(Reuters) - The co-pilot of the Germanwings airliner that crashed in the French Alps killing all 150 people aboard appears to have brought the A320 Airbus down deliberately, the Marseille prosecutor said on Thursday.
German Andreas Lubitz, 28, left in sole control of the Airbus A320 after the captain left the cockpit, refused to re-open the door and operated a control that sent the plane into its final, fatal descent, the
prosecutor told a news conference.
The French prosecutor said Lubitz was not known as a terrorist and there were no grounds to consider the crash as a terrorist incident. Recordings suggested passengers' screams began just before the final impact, he said.Earlier, a German state prosecutor had said that just one of the two pilots of the Germanwings airliner was in the cockpit at the time it went down.

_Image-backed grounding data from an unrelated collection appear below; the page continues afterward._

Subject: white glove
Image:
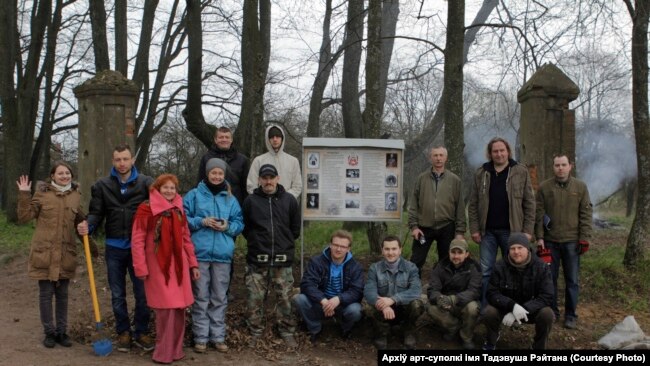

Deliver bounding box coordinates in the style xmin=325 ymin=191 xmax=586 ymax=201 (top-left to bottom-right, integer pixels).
xmin=502 ymin=312 xmax=516 ymax=327
xmin=512 ymin=303 xmax=529 ymax=323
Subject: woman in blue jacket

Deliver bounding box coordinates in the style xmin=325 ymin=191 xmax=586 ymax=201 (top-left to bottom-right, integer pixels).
xmin=183 ymin=158 xmax=244 ymax=353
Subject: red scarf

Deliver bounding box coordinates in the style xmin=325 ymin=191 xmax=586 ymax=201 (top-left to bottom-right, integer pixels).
xmin=154 ymin=208 xmax=184 ymax=286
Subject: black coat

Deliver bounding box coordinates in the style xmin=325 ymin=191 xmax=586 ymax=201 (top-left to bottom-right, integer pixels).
xmin=87 ymin=172 xmax=153 ymax=239
xmin=242 ymin=184 xmax=300 ymax=267
xmin=487 ymin=254 xmax=554 ymax=315
xmin=197 ymin=145 xmax=250 ymax=205
xmin=427 ymin=257 xmax=481 ymax=308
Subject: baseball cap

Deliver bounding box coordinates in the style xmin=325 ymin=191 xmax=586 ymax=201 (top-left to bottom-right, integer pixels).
xmin=449 ymin=239 xmax=469 ymax=252
xmin=259 ymin=164 xmax=278 ymax=177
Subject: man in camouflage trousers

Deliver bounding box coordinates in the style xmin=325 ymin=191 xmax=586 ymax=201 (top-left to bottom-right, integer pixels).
xmin=242 ymin=164 xmax=301 ymax=348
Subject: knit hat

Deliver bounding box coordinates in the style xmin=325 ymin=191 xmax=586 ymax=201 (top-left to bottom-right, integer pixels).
xmin=449 ymin=239 xmax=469 ymax=252
xmin=259 ymin=164 xmax=278 ymax=177
xmin=507 ymin=232 xmax=530 ymax=251
xmin=268 ymin=126 xmax=283 ymax=139
xmin=205 ymin=158 xmax=228 ymax=176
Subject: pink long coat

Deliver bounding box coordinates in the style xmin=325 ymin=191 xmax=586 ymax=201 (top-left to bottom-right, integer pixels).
xmin=131 ymin=189 xmax=198 ymax=309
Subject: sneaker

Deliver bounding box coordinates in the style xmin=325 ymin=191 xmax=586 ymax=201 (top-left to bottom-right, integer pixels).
xmin=56 ymin=333 xmax=72 ymax=347
xmin=282 ymin=334 xmax=298 ymax=349
xmin=403 ymin=334 xmax=416 ymax=350
xmin=564 ymin=318 xmax=577 ymax=329
xmin=214 ymin=342 xmax=228 ymax=353
xmin=462 ymin=340 xmax=476 ymax=350
xmin=43 ymin=334 xmax=56 ymax=348
xmin=194 ymin=342 xmax=207 ymax=353
xmin=116 ymin=332 xmax=131 ymax=352
xmin=248 ymin=335 xmax=260 ymax=348
xmin=373 ymin=336 xmax=388 ymax=350
xmin=135 ymin=334 xmax=155 ymax=351
xmin=482 ymin=342 xmax=496 ymax=351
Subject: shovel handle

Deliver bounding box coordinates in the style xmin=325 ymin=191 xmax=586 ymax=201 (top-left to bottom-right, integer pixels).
xmin=83 ymin=235 xmax=102 ymax=324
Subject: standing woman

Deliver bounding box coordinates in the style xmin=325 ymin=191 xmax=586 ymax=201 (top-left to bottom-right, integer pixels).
xmin=131 ymin=174 xmax=200 ymax=364
xmin=183 ymin=158 xmax=244 ymax=353
xmin=16 ymin=161 xmax=92 ymax=348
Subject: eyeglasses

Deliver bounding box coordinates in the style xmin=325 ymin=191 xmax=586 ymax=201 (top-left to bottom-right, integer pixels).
xmin=330 ymin=243 xmax=350 ymax=250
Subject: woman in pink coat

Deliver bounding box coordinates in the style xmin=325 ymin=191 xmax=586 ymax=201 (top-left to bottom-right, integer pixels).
xmin=132 ymin=174 xmax=200 ymax=364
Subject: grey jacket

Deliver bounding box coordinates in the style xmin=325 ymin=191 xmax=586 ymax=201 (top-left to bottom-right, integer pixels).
xmin=364 ymin=257 xmax=421 ymax=306
xmin=408 ymin=169 xmax=466 ymax=234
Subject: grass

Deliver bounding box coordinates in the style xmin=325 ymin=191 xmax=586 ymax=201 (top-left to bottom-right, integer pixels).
xmin=0 ymin=212 xmax=33 ymax=258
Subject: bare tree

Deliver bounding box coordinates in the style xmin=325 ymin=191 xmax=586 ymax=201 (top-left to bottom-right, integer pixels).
xmin=623 ymin=0 xmax=650 ymax=268
xmin=88 ymin=0 xmax=110 ymax=71
xmin=115 ymin=0 xmax=128 ymax=76
xmin=340 ymin=0 xmax=364 ymax=138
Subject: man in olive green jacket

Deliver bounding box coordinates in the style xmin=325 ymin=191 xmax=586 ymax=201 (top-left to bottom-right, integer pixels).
xmin=408 ymin=146 xmax=466 ymax=276
xmin=467 ymin=137 xmax=535 ymax=305
xmin=535 ymin=154 xmax=592 ymax=330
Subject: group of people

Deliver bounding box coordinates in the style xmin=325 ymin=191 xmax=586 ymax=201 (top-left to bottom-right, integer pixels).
xmin=407 ymin=138 xmax=592 ymax=350
xmin=16 ymin=129 xmax=592 ymax=361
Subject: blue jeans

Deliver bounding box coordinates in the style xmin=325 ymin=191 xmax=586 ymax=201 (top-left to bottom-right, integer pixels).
xmin=293 ymin=293 xmax=362 ymax=335
xmin=480 ymin=230 xmax=511 ymax=306
xmin=546 ymin=241 xmax=580 ymax=320
xmin=192 ymin=262 xmax=231 ymax=343
xmin=105 ymin=245 xmax=150 ymax=337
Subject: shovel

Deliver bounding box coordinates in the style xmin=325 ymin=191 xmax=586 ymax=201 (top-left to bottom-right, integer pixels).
xmin=82 ymin=235 xmax=113 ymax=356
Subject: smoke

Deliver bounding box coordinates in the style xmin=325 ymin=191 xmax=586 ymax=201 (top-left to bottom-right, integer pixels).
xmin=575 ymin=128 xmax=637 ymax=205
xmin=464 ymin=123 xmax=517 ymax=170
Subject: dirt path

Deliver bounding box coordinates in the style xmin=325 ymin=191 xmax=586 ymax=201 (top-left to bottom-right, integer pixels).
xmin=2 ymin=253 xmax=648 ymax=366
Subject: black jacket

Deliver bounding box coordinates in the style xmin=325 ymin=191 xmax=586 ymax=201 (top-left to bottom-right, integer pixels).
xmin=197 ymin=145 xmax=250 ymax=205
xmin=427 ymin=257 xmax=481 ymax=308
xmin=300 ymin=249 xmax=364 ymax=308
xmin=487 ymin=254 xmax=554 ymax=315
xmin=243 ymin=184 xmax=300 ymax=267
xmin=87 ymin=172 xmax=153 ymax=239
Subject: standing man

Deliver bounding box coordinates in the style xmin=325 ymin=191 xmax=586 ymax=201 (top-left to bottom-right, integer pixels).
xmin=483 ymin=233 xmax=554 ymax=350
xmin=467 ymin=137 xmax=535 ymax=303
xmin=246 ymin=125 xmax=302 ymax=200
xmin=535 ymin=154 xmax=592 ymax=329
xmin=293 ymin=230 xmax=364 ymax=344
xmin=242 ymin=164 xmax=301 ymax=348
xmin=408 ymin=146 xmax=466 ymax=276
xmin=364 ymin=235 xmax=423 ymax=350
xmin=77 ymin=144 xmax=154 ymax=352
xmin=197 ymin=126 xmax=250 ymax=206
xmin=424 ymin=239 xmax=481 ymax=350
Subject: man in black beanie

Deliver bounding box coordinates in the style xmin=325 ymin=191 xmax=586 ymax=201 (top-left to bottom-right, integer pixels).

The statements came after the New York Times reported that "black box" recordings showed one of the pilots had left the cockpit and could not get back in before the plane crashed.
"One was in the cockpit and the other wasn't," Christoph Kumpa at the prosecutors' office in Duesseldorf told Reuters by telephone, adding that the information came from investigators in France.
Investigators were still studying voice recordings from one of the "black boxes" on Thursday while the search continued for a second in the ravine where the plane crashed, 100 km (65 miles) from Nice.